The verification experiment in this study showed that the landmark indication system we described yielded a similar benefit to having an expert surgeon in the surgical team (Fig. 4). The empirical value of expert surgeons is clearly related to the outcome of therapy, as high-volume centers achieve better outcomes regarding surgical time, bleeding volume, and postoperative complication rates compared with other institutions [29, 30].

The proposed intraoperative landmark indication system uses an artificial intelligence technique intraoperatively. The artificial intelligence technique has already been applied in preoperative diagnosis via the detection of abnormalities on computed tomography and radiographic images [31]. Artificial intelligence has also been used for automatic segmentation of the heart and measuring the aorta [32]. Furthermore, the capability of artificial intelligence to detect stomach cancer and polyps during endoscopic inspection is equal to that of skilled doctors [33, 34], and is beginning to be used in clinical practice. Thus, the use of artificial intelligence can effectively share the empirical value of expert surgeons, which improves the outcome of therapy. The landmark indication system proposed in the present study may aid in laparoscopic surgery in other fields, such as gastrointestinal and colorectal surgeries. However, there are no precedents for the use of a medical system based on artificial intelligence for intraoperative decision-making, and the advantages require clarification in the clinical setting.

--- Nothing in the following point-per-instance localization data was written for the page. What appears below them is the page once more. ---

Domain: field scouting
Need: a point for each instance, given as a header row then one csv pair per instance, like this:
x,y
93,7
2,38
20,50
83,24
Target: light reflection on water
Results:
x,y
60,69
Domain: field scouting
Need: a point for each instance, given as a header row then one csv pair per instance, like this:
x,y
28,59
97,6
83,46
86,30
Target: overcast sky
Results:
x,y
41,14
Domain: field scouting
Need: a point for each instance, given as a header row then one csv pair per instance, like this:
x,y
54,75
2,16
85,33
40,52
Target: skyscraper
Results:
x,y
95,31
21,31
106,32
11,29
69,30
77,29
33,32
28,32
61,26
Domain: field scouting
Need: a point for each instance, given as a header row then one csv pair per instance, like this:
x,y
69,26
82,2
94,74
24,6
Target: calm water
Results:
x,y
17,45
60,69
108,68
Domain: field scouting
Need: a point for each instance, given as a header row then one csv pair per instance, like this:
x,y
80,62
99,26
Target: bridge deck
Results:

Guidelines for the use of artificial intelligence in medicine have not yet been established, and it is difficult to clearly understand how deep learning is used to make judgments. It is a common misconception that all artificial intelligence systems automatically change their characteristics during use. In future, the utility of the landmark indication system will be improved by increasing the number of datasets. In addition, a clinical performance test will be scheduled in the near future.

Conclusions

We proposed an intraoperative landmark indication system to prevent BDI in LC. Although the average precisions for each landmark in the YOLOv3 learning model trained with our datasets were low, the two surgeons agreed that valid indications of the landmarks were confirmed in 22 of the 23 LC videos and the prototype system was successfully used in a verification experiment. The use of intraoperative landmark indication systems will help reduce the incidence of BDI, and will increase the safety of LC.